With a High-Level Meeting on the topic at this year’s United Nations’ General Assembly and debate during the US presidential primaries and elsewhere, there can be little doubt that Universal Health Coverage – or UHC – has become a hot political topic.
Yet, despite all the hype, there are disagreements over whether UHC, which aims to ensure that all people receive the health services they need without financial hardship, is even achievable.
But new research sheds light on the experience of almost 50 countries that have attained UHC or made strides toward doing so. This research indicates that while there isn’t a one-size-fits-all approach, there are parallels – and opinions on what aids or prevents UHC are often misinformed.
1. “Only stable governments can aim for UHC”
It’s often thought that countries strive for UHC during periods of stability. But research shows that most major moves towards UHC are triggered by a change in circumstances that breaks a country’s usual pattern that has prevented healthcare reform.
Indeed, seven out of 10 countries progressed towards UHC while rebuilding in the aftermath of fragility, for example during post-war reconstruction (Belgium, UK), following civil strife (Thailand), or after military rule (Brazil). Fragile contexts tend to be periods of self-reflection during which countries decide what they want to be and where there is a need for unity. Combined, these forces can create political appetite for UHC.
It’s much more difficult to roll out UHC during fragile times – finances are often limited and subject to competing claims. But fragility appears to be a powerful motivation for UHC: disruption weakens powerbases that may oppose UHC and governments use healthcare to build legitimacy.
2. “UHC is too expensive”
Cost is often cited as a barrier to UHC – as our research shows. But the gross national income in low- and middle-income countries where UHC is seen as cost-effective is only $1,524 more than those that think it is not – a 13% difference. That said, as with all policy-making, decisions on UHC are driven by a willingness to make trade-offs. Economic growth makes these trade-offs easier and therefore securing UHC more likely.
Rather than financial constraints, capacity is disproportionately linked to poorer countries. In other words, the main barrier to expanding health coverage in resource-constrained environments may be the ability to get a system off the ground and maintain it – rather than money.

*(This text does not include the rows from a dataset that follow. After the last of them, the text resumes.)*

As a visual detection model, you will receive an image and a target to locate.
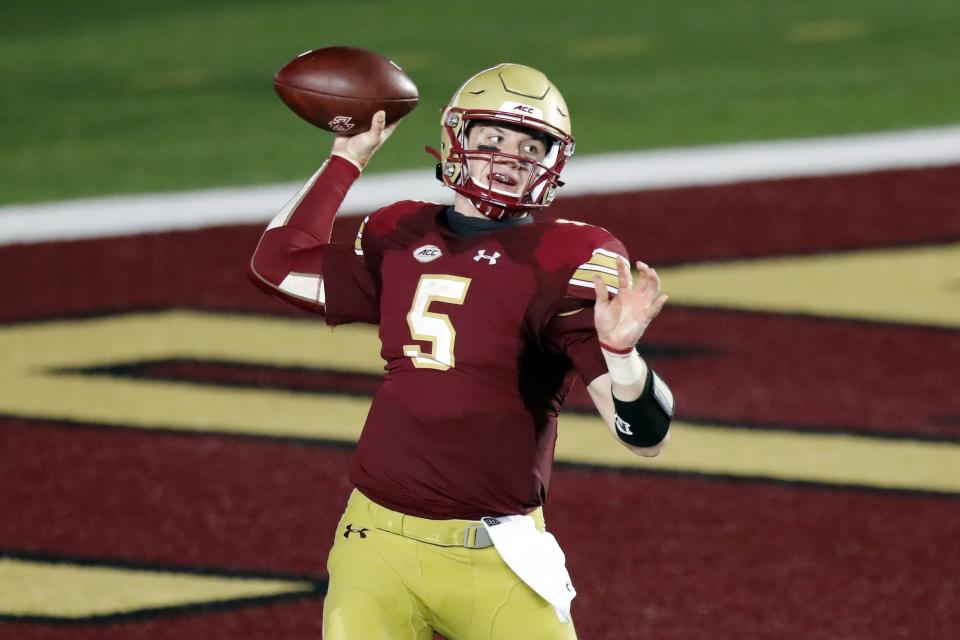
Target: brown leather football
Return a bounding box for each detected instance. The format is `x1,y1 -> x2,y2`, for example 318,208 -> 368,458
274,46 -> 419,134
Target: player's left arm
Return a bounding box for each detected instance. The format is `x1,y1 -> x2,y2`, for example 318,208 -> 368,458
587,258 -> 673,457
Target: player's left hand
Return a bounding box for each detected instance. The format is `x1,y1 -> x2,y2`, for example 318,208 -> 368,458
593,259 -> 668,351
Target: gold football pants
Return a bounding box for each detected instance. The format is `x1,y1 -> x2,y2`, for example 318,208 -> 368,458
322,489 -> 578,639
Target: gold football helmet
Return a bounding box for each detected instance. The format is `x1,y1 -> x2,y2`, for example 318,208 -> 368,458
434,64 -> 575,219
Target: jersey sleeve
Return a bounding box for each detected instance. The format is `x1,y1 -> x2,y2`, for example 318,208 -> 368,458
563,236 -> 630,306
320,243 -> 380,325
541,226 -> 631,384
248,155 -> 380,323
542,307 -> 608,385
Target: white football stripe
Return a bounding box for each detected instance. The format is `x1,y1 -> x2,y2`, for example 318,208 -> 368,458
2,125 -> 959,246
591,248 -> 628,265
569,278 -> 619,294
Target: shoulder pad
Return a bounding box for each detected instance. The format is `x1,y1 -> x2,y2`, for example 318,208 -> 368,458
568,247 -> 626,297
537,219 -> 628,301
364,200 -> 445,235
360,201 -> 447,256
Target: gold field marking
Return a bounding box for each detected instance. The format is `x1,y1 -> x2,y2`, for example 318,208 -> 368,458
0,310 -> 380,440
659,242 -> 960,329
2,311 -> 958,494
0,557 -> 313,618
557,416 -> 960,494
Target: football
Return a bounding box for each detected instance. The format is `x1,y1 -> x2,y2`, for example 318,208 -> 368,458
274,46 -> 419,134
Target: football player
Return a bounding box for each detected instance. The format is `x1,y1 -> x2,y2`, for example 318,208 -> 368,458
249,63 -> 674,639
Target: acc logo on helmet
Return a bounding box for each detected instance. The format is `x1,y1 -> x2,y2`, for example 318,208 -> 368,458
501,101 -> 543,119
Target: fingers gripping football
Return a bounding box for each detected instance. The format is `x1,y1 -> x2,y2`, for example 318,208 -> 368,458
593,259 -> 668,351
331,110 -> 399,168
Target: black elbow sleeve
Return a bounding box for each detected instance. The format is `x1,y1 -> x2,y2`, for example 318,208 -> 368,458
611,367 -> 675,447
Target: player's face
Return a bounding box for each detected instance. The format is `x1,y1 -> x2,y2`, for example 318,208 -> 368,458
465,124 -> 548,198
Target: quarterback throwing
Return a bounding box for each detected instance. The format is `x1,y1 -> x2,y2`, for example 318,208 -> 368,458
249,63 -> 674,639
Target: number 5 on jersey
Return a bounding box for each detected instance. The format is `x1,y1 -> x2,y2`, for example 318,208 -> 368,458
403,275 -> 472,371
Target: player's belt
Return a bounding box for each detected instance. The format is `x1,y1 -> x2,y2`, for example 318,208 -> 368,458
356,490 -> 544,550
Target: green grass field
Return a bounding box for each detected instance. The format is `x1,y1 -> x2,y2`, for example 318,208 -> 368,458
2,0 -> 958,204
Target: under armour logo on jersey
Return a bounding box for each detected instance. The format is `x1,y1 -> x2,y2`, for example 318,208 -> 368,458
343,524 -> 369,539
614,414 -> 633,435
474,250 -> 501,265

3. “Governments set out to achieve UHC when they start investing in health”
It seems logical that governments with ambitious health care plans start with a blueprint for reaching UHC. But our research shows that around 75% of governments do not aim to achieve UHC when they start investing in health. Instead they aim to reach this goal through iterative reforms, with early interventions typically targeting a limited proportion of the population.

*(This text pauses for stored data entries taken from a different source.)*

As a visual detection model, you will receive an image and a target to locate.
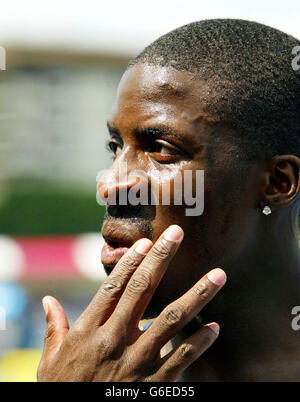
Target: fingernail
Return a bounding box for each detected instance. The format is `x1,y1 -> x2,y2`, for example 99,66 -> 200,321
207,268 -> 226,285
164,225 -> 184,241
42,297 -> 49,315
207,322 -> 220,335
135,238 -> 152,255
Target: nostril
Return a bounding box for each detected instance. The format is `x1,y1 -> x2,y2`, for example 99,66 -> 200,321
107,204 -> 142,218
106,239 -> 119,248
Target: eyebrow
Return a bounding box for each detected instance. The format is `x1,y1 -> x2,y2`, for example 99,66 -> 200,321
107,122 -> 120,137
134,126 -> 184,140
107,122 -> 186,141
106,122 -> 200,152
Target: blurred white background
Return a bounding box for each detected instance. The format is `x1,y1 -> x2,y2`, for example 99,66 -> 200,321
0,0 -> 299,56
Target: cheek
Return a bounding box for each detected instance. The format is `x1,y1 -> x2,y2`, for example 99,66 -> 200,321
190,186 -> 257,267
148,164 -> 255,263
147,168 -> 195,239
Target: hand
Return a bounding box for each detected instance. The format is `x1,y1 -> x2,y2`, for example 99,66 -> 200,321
37,225 -> 226,382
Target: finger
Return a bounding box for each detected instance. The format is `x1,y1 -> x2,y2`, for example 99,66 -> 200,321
111,225 -> 184,329
139,268 -> 226,358
79,238 -> 153,327
153,322 -> 219,381
37,296 -> 69,378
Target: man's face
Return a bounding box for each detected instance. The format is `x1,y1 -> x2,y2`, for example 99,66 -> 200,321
100,63 -> 261,317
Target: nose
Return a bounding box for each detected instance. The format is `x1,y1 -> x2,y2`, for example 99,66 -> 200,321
97,161 -> 150,206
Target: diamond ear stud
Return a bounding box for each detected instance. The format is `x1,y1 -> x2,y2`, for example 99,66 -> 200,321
262,205 -> 272,215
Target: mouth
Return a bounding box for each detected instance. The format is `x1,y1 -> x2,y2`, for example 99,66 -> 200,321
101,220 -> 151,275
101,241 -> 130,275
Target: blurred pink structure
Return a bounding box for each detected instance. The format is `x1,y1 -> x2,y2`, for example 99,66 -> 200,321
0,234 -> 106,281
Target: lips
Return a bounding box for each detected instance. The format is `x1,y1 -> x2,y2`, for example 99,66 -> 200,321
101,220 -> 148,274
101,241 -> 130,272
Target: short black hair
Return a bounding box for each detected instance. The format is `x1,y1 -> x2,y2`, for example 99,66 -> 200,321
129,19 -> 300,164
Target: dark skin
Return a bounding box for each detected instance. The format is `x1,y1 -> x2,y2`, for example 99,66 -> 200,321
38,63 -> 300,381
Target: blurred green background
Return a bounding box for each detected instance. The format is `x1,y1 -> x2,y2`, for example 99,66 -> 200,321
0,44 -> 128,382
0,179 -> 105,235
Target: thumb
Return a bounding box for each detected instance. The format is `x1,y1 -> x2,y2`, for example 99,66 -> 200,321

For example, the UK government introduced mandatory health insurance for workers in 1911. This scheme was expanded several times in the 1920s before the government passed the National Health Service Act in 1946, which nationalised most of the UK’s healthcare provision into one unified service.

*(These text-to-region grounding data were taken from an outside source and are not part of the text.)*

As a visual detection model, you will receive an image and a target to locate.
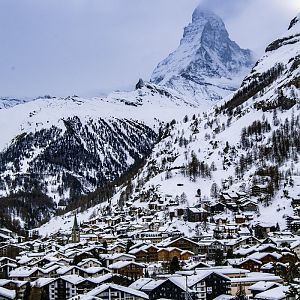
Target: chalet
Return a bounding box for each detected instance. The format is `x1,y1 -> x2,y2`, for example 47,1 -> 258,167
261,237 -> 278,246
291,196 -> 300,208
9,267 -> 39,281
248,281 -> 281,298
30,278 -> 57,300
187,207 -> 208,222
0,263 -> 17,279
56,266 -> 86,277
235,258 -> 262,272
230,274 -> 283,296
135,231 -> 167,244
105,216 -> 125,227
286,216 -> 300,232
260,262 -> 287,274
210,202 -> 225,214
224,224 -> 239,236
0,280 -> 28,299
278,252 -> 296,264
180,250 -> 194,261
0,286 -> 16,300
254,223 -> 273,239
36,264 -> 62,278
46,275 -> 92,299
182,260 -> 209,270
129,245 -> 159,263
252,184 -> 269,196
130,277 -> 192,300
220,191 -> 240,202
215,217 -> 228,225
188,271 -> 231,300
254,244 -> 277,255
0,244 -> 24,259
86,283 -> 149,300
108,261 -> 145,280
290,240 -> 300,259
129,248 -> 148,263
207,241 -> 225,260
293,206 -> 300,217
157,247 -> 182,262
227,236 -> 260,251
88,273 -> 132,287
148,221 -> 161,232
81,267 -> 110,278
169,207 -> 185,220
238,227 -> 251,236
225,202 -> 238,212
106,244 -> 126,254
0,234 -> 11,243
254,285 -> 289,300
240,201 -> 258,212
100,253 -> 136,267
161,237 -> 200,254
198,240 -> 215,256
248,252 -> 281,265
0,257 -> 17,267
235,215 -> 246,224
77,258 -> 103,269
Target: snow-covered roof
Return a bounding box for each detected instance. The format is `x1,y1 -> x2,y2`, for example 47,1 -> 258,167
254,285 -> 290,300
188,270 -> 230,286
0,287 -> 16,299
87,283 -> 149,299
129,278 -> 153,290
249,281 -> 281,291
9,267 -> 37,278
248,252 -> 282,261
108,261 -> 144,269
60,275 -> 85,285
32,277 -> 56,288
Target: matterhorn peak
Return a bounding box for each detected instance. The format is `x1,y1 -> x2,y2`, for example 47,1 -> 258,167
151,6 -> 255,104
191,7 -> 223,25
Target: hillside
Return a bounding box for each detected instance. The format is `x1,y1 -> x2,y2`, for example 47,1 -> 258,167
0,83 -> 199,230
39,13 -> 300,237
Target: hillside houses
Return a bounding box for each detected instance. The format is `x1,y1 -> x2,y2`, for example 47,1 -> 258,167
0,210 -> 299,300
0,182 -> 299,299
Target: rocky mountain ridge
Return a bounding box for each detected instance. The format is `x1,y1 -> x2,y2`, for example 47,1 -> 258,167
151,7 -> 255,104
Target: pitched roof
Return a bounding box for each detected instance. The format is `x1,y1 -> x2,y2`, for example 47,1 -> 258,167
87,283 -> 149,299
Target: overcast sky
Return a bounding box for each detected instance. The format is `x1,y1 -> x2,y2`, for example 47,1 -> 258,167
1,0 -> 300,98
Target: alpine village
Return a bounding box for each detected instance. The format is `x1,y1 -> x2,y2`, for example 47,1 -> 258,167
1,3 -> 300,300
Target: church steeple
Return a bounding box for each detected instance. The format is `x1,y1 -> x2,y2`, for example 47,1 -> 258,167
71,214 -> 80,243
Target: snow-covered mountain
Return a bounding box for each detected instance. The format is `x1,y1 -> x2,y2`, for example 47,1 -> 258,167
151,7 -> 255,104
0,81 -> 205,229
39,12 -> 300,237
132,12 -> 300,231
0,97 -> 32,109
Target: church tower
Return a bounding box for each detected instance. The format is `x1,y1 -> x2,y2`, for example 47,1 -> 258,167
71,214 -> 80,243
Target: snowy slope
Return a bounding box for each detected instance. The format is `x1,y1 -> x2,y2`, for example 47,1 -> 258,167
151,7 -> 254,104
0,82 -> 203,208
0,82 -> 201,152
0,97 -> 32,109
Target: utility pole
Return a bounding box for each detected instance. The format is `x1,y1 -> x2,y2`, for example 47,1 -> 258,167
185,274 -> 193,300
185,274 -> 188,300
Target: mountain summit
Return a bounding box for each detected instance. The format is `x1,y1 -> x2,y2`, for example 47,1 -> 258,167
150,7 -> 255,103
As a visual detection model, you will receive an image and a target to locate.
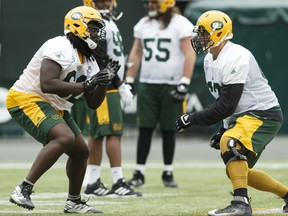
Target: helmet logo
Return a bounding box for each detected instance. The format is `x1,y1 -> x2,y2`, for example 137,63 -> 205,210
211,21 -> 223,30
71,12 -> 82,20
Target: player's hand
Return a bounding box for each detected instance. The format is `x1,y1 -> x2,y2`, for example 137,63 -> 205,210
171,83 -> 188,102
210,127 -> 226,150
83,59 -> 120,92
176,113 -> 192,132
118,83 -> 134,108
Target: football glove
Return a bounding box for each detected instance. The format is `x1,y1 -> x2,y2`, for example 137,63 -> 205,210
209,127 -> 226,150
171,83 -> 188,102
118,83 -> 134,108
83,59 -> 120,92
176,113 -> 192,132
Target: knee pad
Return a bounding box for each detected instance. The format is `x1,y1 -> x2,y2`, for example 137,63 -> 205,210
221,139 -> 247,165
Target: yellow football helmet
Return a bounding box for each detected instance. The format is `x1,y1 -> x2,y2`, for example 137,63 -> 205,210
64,6 -> 105,49
158,0 -> 175,13
191,10 -> 233,54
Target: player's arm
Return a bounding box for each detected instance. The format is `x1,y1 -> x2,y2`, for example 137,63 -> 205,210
83,85 -> 107,109
171,36 -> 196,102
176,84 -> 244,131
189,84 -> 244,125
40,59 -> 85,96
125,38 -> 142,84
180,36 -> 196,80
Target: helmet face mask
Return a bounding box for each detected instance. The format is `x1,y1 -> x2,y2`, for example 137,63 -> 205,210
87,21 -> 106,44
191,10 -> 233,54
64,6 -> 106,49
191,26 -> 212,54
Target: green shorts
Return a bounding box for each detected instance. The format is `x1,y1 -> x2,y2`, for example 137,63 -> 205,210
6,89 -> 80,145
70,96 -> 90,135
224,112 -> 282,168
87,90 -> 123,139
137,83 -> 186,130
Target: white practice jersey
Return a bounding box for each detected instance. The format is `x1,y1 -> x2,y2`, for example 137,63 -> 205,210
134,14 -> 196,85
12,36 -> 100,111
104,19 -> 125,80
204,41 -> 279,126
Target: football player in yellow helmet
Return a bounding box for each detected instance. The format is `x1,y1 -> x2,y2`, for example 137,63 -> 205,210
177,10 -> 288,216
7,5 -> 120,213
191,10 -> 233,54
72,0 -> 140,198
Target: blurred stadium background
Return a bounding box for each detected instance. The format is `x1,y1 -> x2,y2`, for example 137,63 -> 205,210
0,0 -> 287,138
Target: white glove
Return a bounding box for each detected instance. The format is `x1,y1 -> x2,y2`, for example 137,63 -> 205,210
118,83 -> 134,108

Meanwhile, in Thailand, the government moved into healthcare provision in 1975 vis-à-vis the rural poor; and, in the 1980s, it set up systems to cover public sector workers and those in formal employment. Then in the 2000s, Thailand moved to UHC through providing a defined range of treatments, initially with limited user fees that were later removed.
4. “Even if achieved, UHC is likely to be reversed”
Healthcare can be a contentious political issue. Dissatisfaction often remains strong until countries reach universality. But once achieved, UHC is usually robustly accepted across the political spectrum.
By this point, health tends to become one of the largest and most politically sensitive part of government – indeed, it was one of the two main topics in last week’s UK general election. Instead of questioning the state’s role in health provision or the structure of the health system, debates become dominated by issues of incremental reform.
Moreover, this consensus tends to prevail even in difficult situations. Around eight countries in our sample (15%) appear to have faced threats to their health system – including armed conflict in Ukraine and state fragility in Tanzania.
But despite threats to UHC, the research identifies little evidence of countries retreating. In Thailand, for example, governments have found it politically too difficult to reverse even small parts of its health system. And while many African countries reintroduced user fees in the 1980s, this tended to result in social unrest, with decisions later being reversed.
UHC: not a myth, but a reality – if there is the will
The implications are clear: all countries have the potential to move towards UHC. If post-conflict countries and those undergoing reconstruction can find the necessary resources to create stable health systems, and if countries that can afford UHC are only slightly wealthier than those who claim they cannot, this suggests that the main barriers to UHC roll-out are political. With the United Nations having decreed the importance of UHC, governments across the world, regardless of whether rich or poor, must act to ensure that political rhetoric becomes reality – as we know it can.